Beaucoup d'entre vous savent déjà qu'El Español, à travers les verticales Magas, Vandal et Crónica Global, a lancé Magamers, un tournoi féminin Ligue des Légendes qui veut servir de vitrine à l'esport féminin et donner l'opportunité aux joueuses de briller.
Dans ce contexte, Sonia « Sakkuromi », l'une des participantes au tournoi connue dans la scène pour son passage chez KOI, a partagé sa vision sur les enjeux actuels de l'esport féminin et conseille les nouvelles générations de joueuses.
Gérer la peur : la première étape vers le succès
Magamers n'est pas seulement une compétition ; Il vise à donner un coup de pouce aux acteurs qui n'osent toujours pas se lancer dans un environnement compétitif. Face aux doutes de nombreux joueurs, Sakkuromi est sans détour : « Il n'y a rien à craindre. »

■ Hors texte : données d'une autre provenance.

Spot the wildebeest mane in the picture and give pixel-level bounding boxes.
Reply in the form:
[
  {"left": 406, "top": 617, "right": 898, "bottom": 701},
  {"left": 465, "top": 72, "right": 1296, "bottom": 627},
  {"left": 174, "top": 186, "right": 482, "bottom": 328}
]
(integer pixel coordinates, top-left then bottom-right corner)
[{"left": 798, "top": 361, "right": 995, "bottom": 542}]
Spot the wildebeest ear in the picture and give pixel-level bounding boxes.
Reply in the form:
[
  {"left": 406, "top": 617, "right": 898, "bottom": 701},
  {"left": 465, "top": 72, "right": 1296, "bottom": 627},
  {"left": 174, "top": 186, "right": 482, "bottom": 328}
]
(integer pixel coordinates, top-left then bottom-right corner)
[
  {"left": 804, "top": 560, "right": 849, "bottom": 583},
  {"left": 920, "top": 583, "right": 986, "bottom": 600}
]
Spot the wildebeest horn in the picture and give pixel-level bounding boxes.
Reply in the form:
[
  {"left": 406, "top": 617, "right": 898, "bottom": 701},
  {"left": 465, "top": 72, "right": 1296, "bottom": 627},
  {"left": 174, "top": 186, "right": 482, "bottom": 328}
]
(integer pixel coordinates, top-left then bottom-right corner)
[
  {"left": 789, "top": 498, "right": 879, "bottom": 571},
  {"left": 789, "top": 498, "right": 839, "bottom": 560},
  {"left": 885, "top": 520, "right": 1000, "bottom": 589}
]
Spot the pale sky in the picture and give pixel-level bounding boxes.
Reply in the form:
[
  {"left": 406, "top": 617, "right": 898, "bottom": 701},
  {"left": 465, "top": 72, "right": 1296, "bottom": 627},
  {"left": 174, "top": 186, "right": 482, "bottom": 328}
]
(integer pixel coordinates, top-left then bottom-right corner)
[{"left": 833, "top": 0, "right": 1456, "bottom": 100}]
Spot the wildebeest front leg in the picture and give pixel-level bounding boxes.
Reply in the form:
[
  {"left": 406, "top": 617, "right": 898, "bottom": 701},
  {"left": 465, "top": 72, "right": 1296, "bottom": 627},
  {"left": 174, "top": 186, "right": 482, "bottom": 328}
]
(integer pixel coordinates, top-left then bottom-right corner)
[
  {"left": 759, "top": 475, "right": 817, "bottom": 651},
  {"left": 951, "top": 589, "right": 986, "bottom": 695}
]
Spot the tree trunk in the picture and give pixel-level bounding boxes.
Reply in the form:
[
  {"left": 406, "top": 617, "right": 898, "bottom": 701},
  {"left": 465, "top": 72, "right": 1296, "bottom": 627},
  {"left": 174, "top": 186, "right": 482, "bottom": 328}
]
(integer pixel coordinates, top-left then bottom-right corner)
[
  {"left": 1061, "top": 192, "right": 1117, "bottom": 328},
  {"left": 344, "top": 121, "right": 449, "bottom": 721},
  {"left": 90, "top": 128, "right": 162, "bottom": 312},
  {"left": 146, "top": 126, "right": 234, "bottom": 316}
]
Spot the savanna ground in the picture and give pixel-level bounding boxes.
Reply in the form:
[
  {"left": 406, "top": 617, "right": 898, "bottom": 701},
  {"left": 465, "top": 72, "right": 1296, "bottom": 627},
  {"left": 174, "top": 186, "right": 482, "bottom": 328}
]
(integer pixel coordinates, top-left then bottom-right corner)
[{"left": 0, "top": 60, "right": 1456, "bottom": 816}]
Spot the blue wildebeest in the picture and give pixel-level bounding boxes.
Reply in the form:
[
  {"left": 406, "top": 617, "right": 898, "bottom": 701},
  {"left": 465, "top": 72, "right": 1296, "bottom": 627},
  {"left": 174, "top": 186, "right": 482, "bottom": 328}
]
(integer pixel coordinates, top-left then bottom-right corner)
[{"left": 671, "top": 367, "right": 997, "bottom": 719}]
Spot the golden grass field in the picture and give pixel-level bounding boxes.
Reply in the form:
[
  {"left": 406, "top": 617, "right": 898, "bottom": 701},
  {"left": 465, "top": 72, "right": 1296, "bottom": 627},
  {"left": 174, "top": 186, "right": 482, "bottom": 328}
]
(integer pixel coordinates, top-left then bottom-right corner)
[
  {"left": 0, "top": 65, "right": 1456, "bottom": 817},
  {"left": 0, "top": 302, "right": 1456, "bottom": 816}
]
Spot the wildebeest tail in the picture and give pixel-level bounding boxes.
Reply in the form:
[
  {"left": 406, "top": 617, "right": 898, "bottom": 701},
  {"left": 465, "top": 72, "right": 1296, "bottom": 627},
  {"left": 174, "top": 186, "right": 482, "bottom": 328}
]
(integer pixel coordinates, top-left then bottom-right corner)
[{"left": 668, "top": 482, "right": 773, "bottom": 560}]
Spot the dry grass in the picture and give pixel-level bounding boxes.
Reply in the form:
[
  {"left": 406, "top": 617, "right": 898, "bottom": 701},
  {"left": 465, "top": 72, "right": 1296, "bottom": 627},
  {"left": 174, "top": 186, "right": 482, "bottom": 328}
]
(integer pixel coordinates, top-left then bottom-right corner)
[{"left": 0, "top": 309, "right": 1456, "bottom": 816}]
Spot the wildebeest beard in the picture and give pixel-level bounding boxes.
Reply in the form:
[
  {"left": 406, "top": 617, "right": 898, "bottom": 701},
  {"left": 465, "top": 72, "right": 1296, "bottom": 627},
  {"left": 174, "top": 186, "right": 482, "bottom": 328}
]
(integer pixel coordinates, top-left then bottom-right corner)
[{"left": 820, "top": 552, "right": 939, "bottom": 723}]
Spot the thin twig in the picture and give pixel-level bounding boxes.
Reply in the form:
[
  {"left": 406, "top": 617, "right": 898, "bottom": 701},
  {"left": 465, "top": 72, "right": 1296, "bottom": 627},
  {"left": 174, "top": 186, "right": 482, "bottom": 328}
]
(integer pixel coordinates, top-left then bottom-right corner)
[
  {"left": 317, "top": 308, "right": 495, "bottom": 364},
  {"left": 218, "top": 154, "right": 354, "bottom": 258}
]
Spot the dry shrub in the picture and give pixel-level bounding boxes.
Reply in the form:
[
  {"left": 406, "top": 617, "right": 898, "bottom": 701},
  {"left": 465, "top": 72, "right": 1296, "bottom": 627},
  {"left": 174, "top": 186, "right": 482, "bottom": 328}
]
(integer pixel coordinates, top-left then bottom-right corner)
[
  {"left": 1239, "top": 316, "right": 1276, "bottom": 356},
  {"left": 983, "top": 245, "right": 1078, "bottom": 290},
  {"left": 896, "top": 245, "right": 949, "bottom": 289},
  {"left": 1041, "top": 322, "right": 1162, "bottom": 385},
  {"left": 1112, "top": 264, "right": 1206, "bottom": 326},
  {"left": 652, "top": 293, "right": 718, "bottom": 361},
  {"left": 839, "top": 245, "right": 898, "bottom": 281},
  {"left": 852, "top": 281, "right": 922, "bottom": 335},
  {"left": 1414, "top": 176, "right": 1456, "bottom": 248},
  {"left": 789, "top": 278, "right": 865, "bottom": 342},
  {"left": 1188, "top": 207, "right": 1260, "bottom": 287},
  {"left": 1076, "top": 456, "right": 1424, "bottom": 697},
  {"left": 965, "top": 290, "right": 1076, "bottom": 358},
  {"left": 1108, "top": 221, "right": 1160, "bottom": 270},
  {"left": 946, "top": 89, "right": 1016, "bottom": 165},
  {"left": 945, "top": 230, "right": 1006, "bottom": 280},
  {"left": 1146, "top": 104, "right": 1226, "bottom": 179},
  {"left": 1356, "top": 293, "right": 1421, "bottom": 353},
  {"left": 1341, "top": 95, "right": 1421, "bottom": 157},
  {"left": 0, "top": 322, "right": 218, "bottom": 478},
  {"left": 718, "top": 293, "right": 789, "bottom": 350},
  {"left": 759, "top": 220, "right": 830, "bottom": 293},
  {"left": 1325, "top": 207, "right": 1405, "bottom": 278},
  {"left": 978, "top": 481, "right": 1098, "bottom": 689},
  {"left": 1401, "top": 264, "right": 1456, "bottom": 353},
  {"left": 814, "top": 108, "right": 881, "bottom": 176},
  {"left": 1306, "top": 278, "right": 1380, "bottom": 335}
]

La joueuse reconnaît avoir traversé le même état de doute, mais encourage d'autres femmes à franchir le pas :
« J'étais aussi cette fille qui avait peur de commencer la compétition parce que la scène manque encore beaucoup de développement et qu'il y a beaucoup de gens qui essaient toujours de vous alourdir avec leurs pensées négatives, mais si c'est quelque chose qu'ils aiment vraiment ou qui les passionne, ils croient en eux et vont passer un bon moment », nous dit-elle lors de l'interview.
Le silence comme stratégie face à la toxicité
L’un des grands obstacles de l’environnement en ligne reste le comportement toxique. Sakkuromi nous a parlé de sa méthode pour protéger sa santé mentale : jouer à League of Legends sans chat sur soloq.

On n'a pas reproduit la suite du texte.